Want to perform at a high level, but having trouble avoiding burnout?
There’s a simple reframe that will help you out.
Check out this video, or read the full story below to learn how you can maintain high performance without burning out.
The Key to Avoiding Burnout Isn’t What You Think
There was once an athlete who wanted to be world-class.
She started working with a new trainer. And she worked incredibly hard in the gym.
But week after week, she didn’t get stronger. Instead, her body started deteriorating. It was clear she wasn’t doing well.
After seeing this change, her coach felt concerned.
“Something isn’t working!” he said. “Have you been following the protocol I outlined? We agreed you would do three things. 1) Work hard in the gym. 2) Follow the meal plan I outlined. 3) Drink at least 8 bottles of water every day!”
“You’ve seen me in the gym!” she replied. “You know I give 100% effort! And I’ve eaten the foods on your list, just as you recommended.”
Then, she opened her backpack and pulled out a water bottle. It was filled with hazy, yellowish-brown water. “And I drink 8 of these bottles filled with water every day!”
Seeing the contents of her bottle, the coach was aghast! “That’s…water in your bottle?”
“It is!” She replied. “I fill them up every morning from the drainage canal behind my house!”
Not All Recovery is Created Equal
Technically, this athlete was following the plan of her coach. She drank eight bottles of water every day.
But not all water is the same.
- Clean water replenishes your system
- Tainted water from a drainage canal depletes you further by making your system work harder
You might be thinking that this is an extreme example…Of course you’d notice if your water was toxic!
But what about the other ways you replenish yourself? In these cases, it’s easy to fool yourself into thinking you’re doing something effective, when in reality it’s not.
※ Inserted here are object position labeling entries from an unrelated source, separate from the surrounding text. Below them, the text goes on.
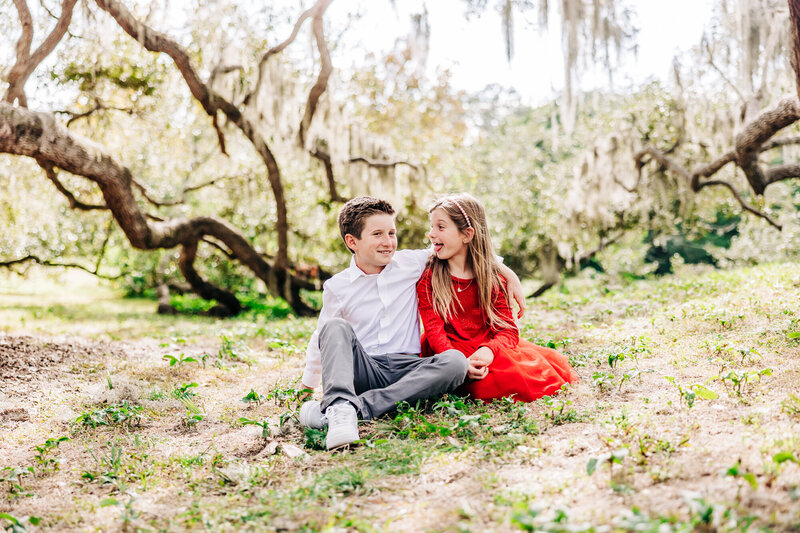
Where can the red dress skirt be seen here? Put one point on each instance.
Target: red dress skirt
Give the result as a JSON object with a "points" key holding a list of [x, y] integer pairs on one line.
{"points": [[520, 369]]}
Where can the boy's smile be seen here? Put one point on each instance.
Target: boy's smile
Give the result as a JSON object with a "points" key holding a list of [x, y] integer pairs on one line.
{"points": [[376, 245]]}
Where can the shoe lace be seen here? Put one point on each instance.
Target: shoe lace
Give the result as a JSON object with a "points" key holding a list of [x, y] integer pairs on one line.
{"points": [[339, 414]]}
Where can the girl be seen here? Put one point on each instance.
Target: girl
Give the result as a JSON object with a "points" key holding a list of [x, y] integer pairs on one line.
{"points": [[464, 305]]}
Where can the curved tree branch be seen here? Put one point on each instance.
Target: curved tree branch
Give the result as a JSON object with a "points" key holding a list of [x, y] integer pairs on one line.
{"points": [[276, 50], [39, 136], [74, 203], [213, 102], [420, 169], [46, 262], [26, 62], [326, 68], [750, 140], [741, 201]]}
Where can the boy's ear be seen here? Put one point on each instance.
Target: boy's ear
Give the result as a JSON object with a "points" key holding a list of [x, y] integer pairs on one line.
{"points": [[469, 234], [350, 240]]}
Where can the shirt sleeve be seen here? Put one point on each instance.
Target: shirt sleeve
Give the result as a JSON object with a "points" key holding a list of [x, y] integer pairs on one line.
{"points": [[331, 308], [431, 321], [507, 337]]}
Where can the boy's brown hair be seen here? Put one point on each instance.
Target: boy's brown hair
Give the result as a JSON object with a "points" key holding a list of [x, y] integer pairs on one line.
{"points": [[355, 212]]}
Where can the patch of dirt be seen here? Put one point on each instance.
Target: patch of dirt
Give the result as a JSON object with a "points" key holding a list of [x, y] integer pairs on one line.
{"points": [[23, 358]]}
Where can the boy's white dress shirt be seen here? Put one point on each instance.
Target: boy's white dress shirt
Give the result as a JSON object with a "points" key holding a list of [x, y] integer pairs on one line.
{"points": [[381, 308]]}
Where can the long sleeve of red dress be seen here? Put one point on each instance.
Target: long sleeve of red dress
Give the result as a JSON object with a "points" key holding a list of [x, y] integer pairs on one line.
{"points": [[435, 336], [468, 329]]}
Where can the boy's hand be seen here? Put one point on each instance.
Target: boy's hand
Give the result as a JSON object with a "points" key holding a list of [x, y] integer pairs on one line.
{"points": [[479, 363]]}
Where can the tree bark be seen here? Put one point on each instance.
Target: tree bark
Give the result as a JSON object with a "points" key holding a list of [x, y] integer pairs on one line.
{"points": [[39, 136]]}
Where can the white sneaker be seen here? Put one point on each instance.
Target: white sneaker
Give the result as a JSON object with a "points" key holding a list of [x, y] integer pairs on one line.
{"points": [[342, 425], [311, 416]]}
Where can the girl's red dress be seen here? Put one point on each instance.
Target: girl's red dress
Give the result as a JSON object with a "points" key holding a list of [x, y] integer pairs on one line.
{"points": [[520, 369]]}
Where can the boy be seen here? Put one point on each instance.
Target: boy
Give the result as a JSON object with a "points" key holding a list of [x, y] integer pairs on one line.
{"points": [[366, 346]]}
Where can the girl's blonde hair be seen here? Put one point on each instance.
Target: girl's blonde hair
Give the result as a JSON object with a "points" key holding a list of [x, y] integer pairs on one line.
{"points": [[466, 212]]}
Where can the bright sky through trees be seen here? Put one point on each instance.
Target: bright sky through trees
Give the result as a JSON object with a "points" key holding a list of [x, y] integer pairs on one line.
{"points": [[474, 49]]}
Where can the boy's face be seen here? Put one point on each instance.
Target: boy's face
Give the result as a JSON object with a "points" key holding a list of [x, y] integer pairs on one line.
{"points": [[375, 247]]}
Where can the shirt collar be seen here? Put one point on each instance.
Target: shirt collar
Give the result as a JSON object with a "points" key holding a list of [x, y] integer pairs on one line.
{"points": [[354, 272]]}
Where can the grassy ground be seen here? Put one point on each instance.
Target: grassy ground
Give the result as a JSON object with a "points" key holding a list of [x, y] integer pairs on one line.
{"points": [[687, 418]]}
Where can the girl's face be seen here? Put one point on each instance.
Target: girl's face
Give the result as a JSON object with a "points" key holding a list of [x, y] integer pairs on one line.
{"points": [[448, 241]]}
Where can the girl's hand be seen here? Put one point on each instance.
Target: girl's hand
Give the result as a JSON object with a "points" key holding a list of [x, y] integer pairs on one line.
{"points": [[479, 363]]}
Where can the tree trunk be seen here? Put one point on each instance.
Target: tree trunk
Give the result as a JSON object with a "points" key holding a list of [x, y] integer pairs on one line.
{"points": [[39, 136]]}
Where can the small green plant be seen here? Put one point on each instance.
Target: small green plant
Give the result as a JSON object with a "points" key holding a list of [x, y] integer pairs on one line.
{"points": [[738, 472], [559, 409], [692, 392], [739, 382], [287, 395], [44, 452], [226, 352], [183, 390], [13, 476], [603, 380], [17, 525], [193, 413], [122, 413], [791, 406], [264, 424], [252, 397], [179, 360]]}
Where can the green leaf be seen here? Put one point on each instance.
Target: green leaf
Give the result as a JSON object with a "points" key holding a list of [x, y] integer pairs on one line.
{"points": [[705, 393], [751, 479], [782, 457], [12, 519]]}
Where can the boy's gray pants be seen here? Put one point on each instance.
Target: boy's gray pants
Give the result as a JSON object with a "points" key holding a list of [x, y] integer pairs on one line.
{"points": [[374, 384]]}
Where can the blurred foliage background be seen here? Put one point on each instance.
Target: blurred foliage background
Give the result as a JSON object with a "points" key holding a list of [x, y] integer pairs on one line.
{"points": [[556, 190]]}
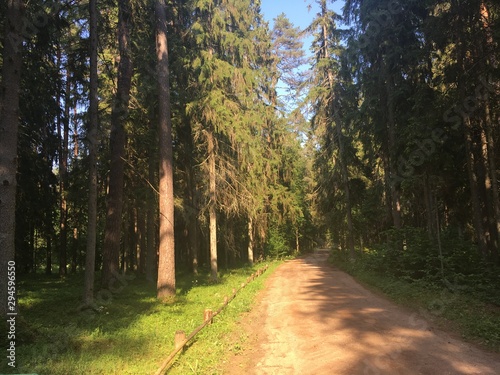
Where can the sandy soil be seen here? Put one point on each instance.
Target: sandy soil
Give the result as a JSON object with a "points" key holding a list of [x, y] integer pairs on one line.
{"points": [[314, 319]]}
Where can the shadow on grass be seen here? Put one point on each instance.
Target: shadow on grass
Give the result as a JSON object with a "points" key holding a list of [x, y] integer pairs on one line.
{"points": [[50, 327]]}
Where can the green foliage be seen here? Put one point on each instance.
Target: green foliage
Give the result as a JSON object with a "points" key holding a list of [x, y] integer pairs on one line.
{"points": [[132, 333], [277, 245], [460, 303]]}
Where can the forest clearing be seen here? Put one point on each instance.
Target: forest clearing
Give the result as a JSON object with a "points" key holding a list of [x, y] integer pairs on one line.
{"points": [[155, 155]]}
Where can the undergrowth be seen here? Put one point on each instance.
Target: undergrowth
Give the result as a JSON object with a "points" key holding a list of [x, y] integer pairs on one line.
{"points": [[462, 296], [131, 333]]}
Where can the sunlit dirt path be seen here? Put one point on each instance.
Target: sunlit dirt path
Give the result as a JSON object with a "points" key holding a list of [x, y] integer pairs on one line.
{"points": [[313, 319]]}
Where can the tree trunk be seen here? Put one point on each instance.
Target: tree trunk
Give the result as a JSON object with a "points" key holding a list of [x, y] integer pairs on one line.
{"points": [[141, 231], [151, 253], [9, 129], [166, 253], [48, 260], [250, 240], [473, 183], [117, 141], [212, 207], [63, 178], [88, 295]]}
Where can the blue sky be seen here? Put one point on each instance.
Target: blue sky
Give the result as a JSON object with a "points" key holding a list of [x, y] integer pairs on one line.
{"points": [[296, 10], [298, 13]]}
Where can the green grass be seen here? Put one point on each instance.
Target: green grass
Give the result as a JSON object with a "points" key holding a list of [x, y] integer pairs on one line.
{"points": [[449, 306], [131, 334]]}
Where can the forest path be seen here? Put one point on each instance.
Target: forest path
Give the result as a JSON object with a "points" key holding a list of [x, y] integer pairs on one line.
{"points": [[314, 319]]}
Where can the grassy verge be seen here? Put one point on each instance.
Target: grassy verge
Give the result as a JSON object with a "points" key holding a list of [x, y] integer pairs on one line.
{"points": [[132, 333], [450, 305]]}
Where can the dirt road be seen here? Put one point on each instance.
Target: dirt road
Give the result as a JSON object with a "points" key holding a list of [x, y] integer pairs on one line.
{"points": [[313, 319]]}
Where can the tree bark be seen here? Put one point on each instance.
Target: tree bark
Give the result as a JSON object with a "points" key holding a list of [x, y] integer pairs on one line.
{"points": [[117, 141], [166, 253], [151, 253], [250, 240], [63, 178], [9, 130], [88, 294], [212, 207]]}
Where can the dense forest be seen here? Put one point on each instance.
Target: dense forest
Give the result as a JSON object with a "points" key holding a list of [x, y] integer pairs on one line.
{"points": [[185, 135]]}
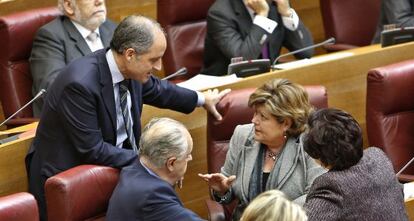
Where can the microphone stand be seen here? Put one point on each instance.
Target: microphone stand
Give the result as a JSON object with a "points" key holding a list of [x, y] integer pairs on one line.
{"points": [[181, 71], [41, 92], [328, 41]]}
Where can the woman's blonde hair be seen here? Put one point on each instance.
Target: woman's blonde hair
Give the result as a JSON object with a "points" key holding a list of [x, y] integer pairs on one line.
{"points": [[284, 99], [273, 205]]}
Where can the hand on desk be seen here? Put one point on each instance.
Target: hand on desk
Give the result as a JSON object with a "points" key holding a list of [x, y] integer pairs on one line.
{"points": [[212, 97], [218, 182]]}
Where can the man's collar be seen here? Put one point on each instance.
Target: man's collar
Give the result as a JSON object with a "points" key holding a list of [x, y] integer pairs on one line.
{"points": [[82, 30]]}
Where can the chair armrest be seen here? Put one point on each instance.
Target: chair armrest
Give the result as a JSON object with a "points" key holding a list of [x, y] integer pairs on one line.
{"points": [[338, 47], [215, 211]]}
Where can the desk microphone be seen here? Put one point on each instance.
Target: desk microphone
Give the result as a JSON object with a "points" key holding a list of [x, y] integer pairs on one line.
{"points": [[405, 166], [181, 71], [326, 42], [41, 92]]}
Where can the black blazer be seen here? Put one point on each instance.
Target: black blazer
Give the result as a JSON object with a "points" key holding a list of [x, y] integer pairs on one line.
{"points": [[231, 33], [78, 123], [55, 45], [140, 196]]}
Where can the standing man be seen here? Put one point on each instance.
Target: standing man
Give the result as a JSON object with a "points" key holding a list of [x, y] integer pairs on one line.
{"points": [[82, 29], [92, 111], [145, 190], [394, 12], [251, 29]]}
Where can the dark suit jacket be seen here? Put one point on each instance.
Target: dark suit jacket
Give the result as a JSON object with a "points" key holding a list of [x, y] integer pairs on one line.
{"points": [[78, 123], [231, 33], [141, 196], [367, 191], [398, 12], [55, 45]]}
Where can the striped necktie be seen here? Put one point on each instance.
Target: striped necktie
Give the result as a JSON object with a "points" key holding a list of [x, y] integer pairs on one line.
{"points": [[126, 113]]}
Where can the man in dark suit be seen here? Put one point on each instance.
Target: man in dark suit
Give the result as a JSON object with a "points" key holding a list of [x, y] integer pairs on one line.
{"points": [[65, 38], [92, 110], [394, 12], [145, 190], [251, 29]]}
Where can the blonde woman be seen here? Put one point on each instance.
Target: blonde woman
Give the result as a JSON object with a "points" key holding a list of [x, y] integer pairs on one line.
{"points": [[273, 205]]}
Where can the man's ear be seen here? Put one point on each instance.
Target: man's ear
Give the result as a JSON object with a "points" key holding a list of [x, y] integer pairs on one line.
{"points": [[170, 163], [68, 7]]}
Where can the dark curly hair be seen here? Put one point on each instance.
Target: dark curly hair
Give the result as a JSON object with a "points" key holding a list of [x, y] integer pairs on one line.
{"points": [[334, 138]]}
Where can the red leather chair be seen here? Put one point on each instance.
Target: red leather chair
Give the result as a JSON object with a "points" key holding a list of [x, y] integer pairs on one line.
{"points": [[184, 22], [390, 113], [235, 111], [18, 207], [16, 35], [351, 22], [80, 193]]}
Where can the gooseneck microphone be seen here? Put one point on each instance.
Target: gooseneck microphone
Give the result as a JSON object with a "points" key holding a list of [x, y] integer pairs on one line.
{"points": [[405, 166], [326, 42], [181, 71], [41, 92]]}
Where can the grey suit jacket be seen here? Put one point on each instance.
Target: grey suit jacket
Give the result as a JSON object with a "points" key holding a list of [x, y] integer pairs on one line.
{"points": [[55, 45], [296, 174], [231, 33], [399, 12], [367, 191]]}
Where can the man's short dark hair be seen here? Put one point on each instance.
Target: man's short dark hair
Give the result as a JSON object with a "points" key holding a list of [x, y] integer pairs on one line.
{"points": [[334, 138]]}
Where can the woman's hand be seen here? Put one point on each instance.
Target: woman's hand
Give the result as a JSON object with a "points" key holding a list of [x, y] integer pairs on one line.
{"points": [[218, 182]]}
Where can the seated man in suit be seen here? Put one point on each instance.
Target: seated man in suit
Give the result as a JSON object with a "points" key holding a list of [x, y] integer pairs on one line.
{"points": [[399, 13], [81, 29], [251, 29], [92, 111], [145, 189]]}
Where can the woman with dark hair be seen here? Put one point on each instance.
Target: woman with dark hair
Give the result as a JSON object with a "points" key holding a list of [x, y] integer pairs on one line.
{"points": [[360, 185], [268, 153]]}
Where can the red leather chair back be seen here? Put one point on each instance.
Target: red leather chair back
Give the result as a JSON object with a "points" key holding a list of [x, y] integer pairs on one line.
{"points": [[390, 112], [184, 22], [351, 22], [16, 36], [80, 193], [235, 111], [18, 207]]}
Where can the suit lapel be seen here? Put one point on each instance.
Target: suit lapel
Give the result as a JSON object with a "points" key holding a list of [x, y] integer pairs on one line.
{"points": [[249, 159], [75, 36], [242, 16], [136, 103], [287, 164], [107, 91]]}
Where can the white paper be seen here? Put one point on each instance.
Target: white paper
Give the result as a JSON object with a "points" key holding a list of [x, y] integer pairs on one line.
{"points": [[202, 82], [318, 59]]}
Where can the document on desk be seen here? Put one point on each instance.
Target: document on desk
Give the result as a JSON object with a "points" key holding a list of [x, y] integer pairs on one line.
{"points": [[408, 190], [202, 82], [314, 60]]}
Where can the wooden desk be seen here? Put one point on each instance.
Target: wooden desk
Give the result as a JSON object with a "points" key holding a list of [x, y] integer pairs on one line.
{"points": [[13, 177], [344, 78]]}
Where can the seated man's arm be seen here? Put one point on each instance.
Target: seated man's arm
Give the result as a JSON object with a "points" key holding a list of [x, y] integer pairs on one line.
{"points": [[400, 12], [47, 59]]}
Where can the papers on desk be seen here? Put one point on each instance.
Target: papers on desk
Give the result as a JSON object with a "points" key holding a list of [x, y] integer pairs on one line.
{"points": [[202, 82], [314, 60], [408, 190]]}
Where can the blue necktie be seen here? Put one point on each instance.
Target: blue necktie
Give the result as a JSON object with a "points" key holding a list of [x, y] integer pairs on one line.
{"points": [[126, 113]]}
Good Breaks Rejuvenate, Bad Breaks Deplete
One place where this shows up is taking breaks. If you want to optimize your mental performance in work and life, you’d be wise to take breaks. This is a way of creating “waves” in your days.
Riding the wave up, you take positive action. You bring your best energy and focused attention to the most important task at hand.
Riding the wave down, you replenish by taking a break. You give your body and mind what they need to recover.
But not all breaks are created equal:
- Some breaks are like clean water that replenish your body and mind
- Other breaks are like tainted water that deplete your energy further
The quality of your recovery in each break impacts how effectively you show up in the rest of your day.
Which means you could fall into the trap of our athlete: following the right advice by taking breaks, but stumbling on the interpretation and execution in your choice of breaks.
(Or even worse, never taking breaks at all. Like an athlete who decides to forego drinking water and collapses from dehydration.)
Avoiding Burnout: How to Optimize Your Recovery
Better recovery = Better energy and attention to invest in what you care about.
You can think about recovery in three phases:
- Micro: Taking rejuvenating breaks throughout the day. Getting restful sleep at night.
- Mid: Using your weekends as an opportunity to replenish.
- Macro: Taking 2-3 full weeks off throughout the year.
Let’s start with the micro, because it happens most frequently.
When you increase the quality of your daily breaks, there’s a compound effect over time.
- Grab pen and paper and reflect on the following questions:
- What activities, when performed, leave you feeling replenished?
- What activities feel like breaks but don’t give you that same replenishment?
- Make two lists, side by side. Label one list “Good Breaks.” Label the other list “Bad Breaks.”
- Clarify your intention to do more of the former, and to let go of urges to do the latter.
- Refer to your list in the moment of a break. Come back to your intention: What do you want to get out of a break? Choose accordingly.
Although I don’t use my physical lists anymore, I used to have them at my desk.
They look like this:
Good breaks = Taking a power-nap, meditation, taking a walk, moving/stretching, hydrating, eating a healthy snack, tossing a ball around, getting sun on my skin…
Bad breaks = Checking email, mindlessly scrolling on social media, eating sugar, checking my phone “just in case something came in,” playing games on my phone…
But that’s just my list.
Whats on yours? Share it in the comments of the video.
And then, let’s make this a week of waves. Present and focused ON periods, followed by rejuvenating OFF periods.